Years ago, I was driving to the airport with my mother. She was making a last minute alteration to my raincoat sleeves while I negotiated the heavy traffic in the rain. I noticed a driver passing at an unsafe speed, but it wasn’t my concern – until a few seconds later when that driver, who turned out to be drunk, caused a multi-car accident. I have a vivid memory of lights reflecting off wet pavement and a long slow sliding into the car in front of me as I slammed on the brakes.
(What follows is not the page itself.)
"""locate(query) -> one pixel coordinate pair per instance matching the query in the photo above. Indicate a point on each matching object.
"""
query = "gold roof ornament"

Our car had seat belts, but not shoulder straps. My head flew forward and hit the steering wheel. It broke my jaw, and instead of going to Europe for a summer study program, I went to the hospital, followed by a summer with my mouth wired shut. One thing I remember clearly is my mother saying over and and over again, “Why couldn’t it have been me? I wish it was me.” She didn’t pay attention to her own injuries, and only worried about me, although there was nothing she could do but wait and watch as police and ambulance arrived.
Recently, my adult daughter confided in me about a worrying health issue. I felt helpless and ineffective in response. There is nothing I can do but wait and watch. I pray in my own way, but I can’t save her from worry or pain. I can love and support in all kinds of ways, but as a mother, that doesn’t seem like enough. Why can’t it be me? Why can’t I take this on myself and save my child from harm? When I broke my jaw, my mother wished she had been driving. Perhaps she thought she could have stopped in time. More likely, she wished it was her jaw that was broken instead of mine.
When I skidded on that October slush, I was traveling slowly, so it was a short, harmless move, easily corrected. I wish I could do that for my children. I wish I could be in the driver’s seat for their lives, to protect from the unexpected, to deflect the uncontrollable, to save them from harm.